If the Senate whiffs on a supplemental, there will be pressure on Johnson — and Senate leadership — to find a way to fund Israel and Ukraine. Israel will be easier for Johnson but may require him to swallow his pride and give up on the offsets.
Then there are little things that Johnson has to take care of in the near future. He has yet to fill a slot on the Intelligence Committee that’s been open since September, for example.
Let’s give credit where it’s due: Johnson has been a far better fundraiser than many expected. He’s kept pace for the Congressional Leadership Fund and the NRCC, which will heavily rely on him in the coming months.

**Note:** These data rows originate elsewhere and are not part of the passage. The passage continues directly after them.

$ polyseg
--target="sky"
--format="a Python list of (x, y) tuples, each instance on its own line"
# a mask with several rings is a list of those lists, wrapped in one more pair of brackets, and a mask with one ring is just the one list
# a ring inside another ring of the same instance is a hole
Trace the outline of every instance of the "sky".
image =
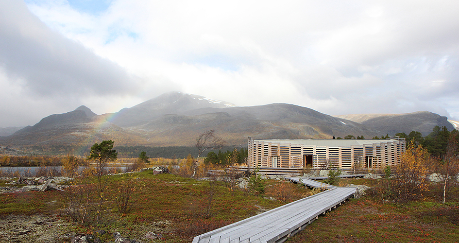
[(179, 91), (459, 120), (459, 1), (0, 1), (0, 127)]

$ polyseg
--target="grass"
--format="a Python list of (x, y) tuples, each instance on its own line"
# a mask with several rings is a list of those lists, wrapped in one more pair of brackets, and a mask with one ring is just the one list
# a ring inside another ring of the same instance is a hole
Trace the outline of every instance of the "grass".
[[(97, 234), (103, 229), (109, 233), (101, 236), (104, 242), (113, 241), (112, 234), (117, 231), (125, 237), (153, 242), (143, 237), (151, 231), (163, 235), (161, 242), (190, 242), (196, 235), (318, 192), (270, 180), (264, 194), (256, 196), (247, 191), (229, 190), (221, 182), (153, 175), (148, 171), (109, 178), (106, 191), (110, 195), (106, 204), (109, 212), (103, 223), (91, 226), (75, 222), (64, 228), (63, 234)], [(214, 194), (212, 183), (216, 183)], [(338, 183), (370, 187), (377, 183), (376, 180), (350, 178)], [(437, 187), (432, 187), (425, 200), (403, 205), (383, 201), (371, 194), (351, 199), (319, 217), (288, 242), (457, 242), (459, 196), (449, 198), (453, 202), (446, 205), (439, 203)], [(122, 188), (132, 189), (131, 202), (135, 202), (130, 211), (124, 213), (112, 203)], [(64, 196), (57, 191), (1, 194), (0, 216), (57, 212), (65, 217)], [(57, 202), (51, 203), (54, 201)]]
[[(346, 179), (346, 184), (376, 185), (376, 180)], [(439, 203), (437, 185), (419, 201), (397, 205), (367, 195), (353, 199), (315, 221), (287, 242), (458, 242), (459, 204)], [(457, 191), (452, 194), (458, 195)], [(450, 199), (458, 202), (456, 196)]]
[[(104, 242), (113, 241), (112, 234), (118, 231), (124, 237), (149, 242), (143, 236), (152, 231), (162, 234), (164, 242), (190, 242), (197, 235), (314, 193), (296, 185), (273, 180), (267, 182), (265, 194), (257, 196), (248, 191), (230, 190), (222, 182), (199, 181), (171, 174), (153, 175), (148, 171), (108, 178), (105, 193), (110, 195), (106, 204), (109, 212), (103, 224), (84, 225), (75, 222), (65, 228), (63, 234), (93, 234), (103, 229), (109, 233), (101, 238)], [(93, 178), (87, 183), (94, 181)], [(211, 200), (212, 183), (216, 186)], [(114, 201), (121, 189), (126, 188), (132, 190), (131, 201), (135, 203), (130, 211), (123, 213)], [(1, 194), (0, 216), (57, 212), (65, 217), (65, 195), (52, 191)], [(50, 203), (53, 201), (57, 202)]]

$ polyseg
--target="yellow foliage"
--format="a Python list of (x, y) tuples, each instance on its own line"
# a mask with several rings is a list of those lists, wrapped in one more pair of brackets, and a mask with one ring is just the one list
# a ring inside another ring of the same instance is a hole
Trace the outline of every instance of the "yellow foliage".
[(410, 145), (402, 154), (392, 184), (396, 202), (421, 198), (428, 190), (425, 176), (428, 173), (429, 160), (428, 152), (422, 145)]

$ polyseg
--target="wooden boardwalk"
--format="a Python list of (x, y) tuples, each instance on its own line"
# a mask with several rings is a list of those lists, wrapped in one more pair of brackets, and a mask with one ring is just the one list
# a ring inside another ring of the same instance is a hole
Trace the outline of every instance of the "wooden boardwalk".
[(283, 242), (288, 237), (304, 229), (319, 215), (336, 208), (337, 205), (353, 196), (356, 191), (354, 188), (334, 187), (196, 236), (193, 243)]

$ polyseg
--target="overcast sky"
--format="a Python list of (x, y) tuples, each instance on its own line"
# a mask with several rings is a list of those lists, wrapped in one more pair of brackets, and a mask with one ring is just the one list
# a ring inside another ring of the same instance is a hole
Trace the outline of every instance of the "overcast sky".
[(171, 91), (459, 120), (459, 1), (0, 1), (0, 127)]

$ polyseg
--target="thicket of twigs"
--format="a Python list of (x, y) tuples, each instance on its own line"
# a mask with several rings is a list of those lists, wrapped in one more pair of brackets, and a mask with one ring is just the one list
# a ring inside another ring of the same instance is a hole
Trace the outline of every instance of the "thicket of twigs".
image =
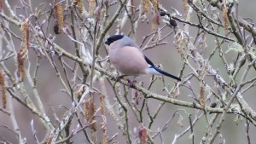
[[(1, 143), (254, 143), (253, 20), (235, 0), (177, 3), (0, 0)], [(113, 34), (172, 49), (182, 81), (129, 88), (103, 44)]]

Now we’ll talk about style. Johnson is the subject of constant chatter in the House. Democrats and Republicans both wonder how long he’ll last atop the chamber. None of this chatter really matters, but it’s out there.
But here are two more observations about how Johnson operates.

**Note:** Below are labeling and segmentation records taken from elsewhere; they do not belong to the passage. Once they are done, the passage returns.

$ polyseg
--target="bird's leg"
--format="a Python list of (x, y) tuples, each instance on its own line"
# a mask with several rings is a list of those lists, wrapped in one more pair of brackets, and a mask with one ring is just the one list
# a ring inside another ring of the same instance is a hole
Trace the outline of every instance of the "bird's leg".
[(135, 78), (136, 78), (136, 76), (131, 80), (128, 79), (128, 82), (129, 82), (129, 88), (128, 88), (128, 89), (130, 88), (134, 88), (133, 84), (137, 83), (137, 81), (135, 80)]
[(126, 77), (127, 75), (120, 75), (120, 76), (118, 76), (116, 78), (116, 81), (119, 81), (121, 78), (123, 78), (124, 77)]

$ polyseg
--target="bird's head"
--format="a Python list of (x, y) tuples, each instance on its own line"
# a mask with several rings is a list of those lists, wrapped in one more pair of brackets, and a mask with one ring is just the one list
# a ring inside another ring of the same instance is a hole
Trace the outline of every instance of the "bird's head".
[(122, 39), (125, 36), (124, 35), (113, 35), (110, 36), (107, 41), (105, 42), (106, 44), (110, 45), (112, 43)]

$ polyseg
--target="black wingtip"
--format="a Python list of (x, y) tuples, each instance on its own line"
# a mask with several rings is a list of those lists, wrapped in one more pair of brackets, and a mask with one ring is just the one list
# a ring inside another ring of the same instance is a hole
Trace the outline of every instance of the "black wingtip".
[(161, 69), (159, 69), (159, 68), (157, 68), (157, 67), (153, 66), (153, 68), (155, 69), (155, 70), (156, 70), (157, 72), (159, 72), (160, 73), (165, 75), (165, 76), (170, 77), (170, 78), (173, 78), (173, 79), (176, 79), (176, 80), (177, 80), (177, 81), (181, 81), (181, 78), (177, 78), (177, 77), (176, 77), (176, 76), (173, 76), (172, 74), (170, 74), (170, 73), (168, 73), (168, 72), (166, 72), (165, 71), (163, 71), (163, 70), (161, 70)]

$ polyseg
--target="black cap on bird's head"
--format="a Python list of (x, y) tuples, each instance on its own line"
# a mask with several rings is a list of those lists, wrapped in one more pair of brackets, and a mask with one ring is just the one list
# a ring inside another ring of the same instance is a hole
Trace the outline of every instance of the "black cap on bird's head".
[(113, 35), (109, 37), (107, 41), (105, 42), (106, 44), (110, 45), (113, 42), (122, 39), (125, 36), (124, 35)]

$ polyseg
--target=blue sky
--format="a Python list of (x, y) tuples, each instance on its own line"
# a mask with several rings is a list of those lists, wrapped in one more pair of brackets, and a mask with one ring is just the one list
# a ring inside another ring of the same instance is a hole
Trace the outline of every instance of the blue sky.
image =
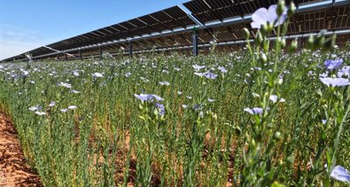
[(0, 59), (189, 0), (0, 0)]

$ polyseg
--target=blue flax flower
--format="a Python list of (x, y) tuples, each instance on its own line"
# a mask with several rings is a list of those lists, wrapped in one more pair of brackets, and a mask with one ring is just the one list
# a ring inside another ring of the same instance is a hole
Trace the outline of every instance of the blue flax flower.
[(245, 108), (244, 111), (249, 113), (250, 114), (262, 114), (264, 112), (262, 108), (254, 107), (254, 108)]
[(261, 28), (261, 25), (265, 25), (268, 22), (270, 24), (275, 24), (275, 27), (283, 24), (287, 19), (287, 10), (285, 10), (278, 19), (276, 9), (277, 5), (276, 4), (269, 6), (268, 10), (266, 8), (258, 9), (252, 16), (252, 27)]
[(331, 177), (342, 182), (350, 182), (349, 171), (341, 166), (336, 166), (331, 172)]
[(162, 116), (166, 113), (166, 107), (163, 105), (156, 103), (156, 107), (158, 108), (159, 116)]
[(327, 59), (324, 61), (324, 66), (329, 70), (334, 70), (340, 67), (341, 64), (343, 64), (343, 59)]
[(348, 79), (344, 79), (344, 78), (320, 78), (321, 82), (327, 85), (328, 87), (332, 86), (332, 87), (342, 87), (342, 86), (347, 86), (350, 85), (349, 80)]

1) Johson is the least accessible speaker to the media in recent memory. He doesn’t talk in the hallways. He rarely holds solo media availabilities, preferring to appear with his leadership colleagues. Johnson’s aides explain that he wants to get the lower-level leadership soldiers in the press. But few quote anyone but Johnson.
2) Johnson stood with the New York Republicans on the SALT deduction cap issue. With a 40-3 Ways and Means vote in his pocket and every right to bring the bill to the floor, Johnson listened to the Empire State lawmakers and promised them a vote on a standalone SALT fix, working hardline conservatives to stand with their politically vulnerable colleagues. The New Yorkers are likely to lose here, but supporting vulnerable Republicans even when they face certain defeat is an important move for a speaker.

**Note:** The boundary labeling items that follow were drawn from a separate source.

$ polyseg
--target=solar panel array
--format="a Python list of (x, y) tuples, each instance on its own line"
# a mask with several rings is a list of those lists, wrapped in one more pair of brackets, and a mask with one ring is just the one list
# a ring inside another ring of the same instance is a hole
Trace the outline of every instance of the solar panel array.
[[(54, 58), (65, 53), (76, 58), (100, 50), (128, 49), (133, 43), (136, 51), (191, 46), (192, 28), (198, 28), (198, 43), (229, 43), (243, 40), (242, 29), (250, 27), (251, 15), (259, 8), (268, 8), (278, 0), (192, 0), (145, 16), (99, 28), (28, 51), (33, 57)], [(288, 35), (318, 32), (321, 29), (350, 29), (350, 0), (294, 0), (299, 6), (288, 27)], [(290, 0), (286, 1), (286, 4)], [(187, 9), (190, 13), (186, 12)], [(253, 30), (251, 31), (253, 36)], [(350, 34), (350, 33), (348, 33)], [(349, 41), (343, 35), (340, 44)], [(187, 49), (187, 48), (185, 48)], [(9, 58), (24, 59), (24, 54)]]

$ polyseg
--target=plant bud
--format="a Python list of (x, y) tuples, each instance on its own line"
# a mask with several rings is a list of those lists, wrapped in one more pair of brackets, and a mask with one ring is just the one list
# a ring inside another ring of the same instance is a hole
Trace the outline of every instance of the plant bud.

In many ways, Johnson has struggled with a broken institution. The House Rules Committee is inoperable because McCarthy stacked it with hardline conservatives to win the speakership back in January 2023. Johnson could fix that — but he hasn’t. Johnson has a historically slim majority, as well.
Johnson has told colleagues that part of his mandate is to bring down the temperature of the House. Has he done that yet? Probably not. Will he? With what he has stacked up in the next few weeks, we doubt it.
One other thing — Johnson won’t be able to hold on to the top GOP leadership post if Republicans lose the House. He can only stay on as speaker. House Majority Leader Steve Scalise, Majority Whip Tom Emmer and Judiciary Committee Chair Jim Jordan (R-Ohio) — all of whom tried and failed to become speaker — see themselves as minority leader in the next Congress if things go badly for Republicans in November.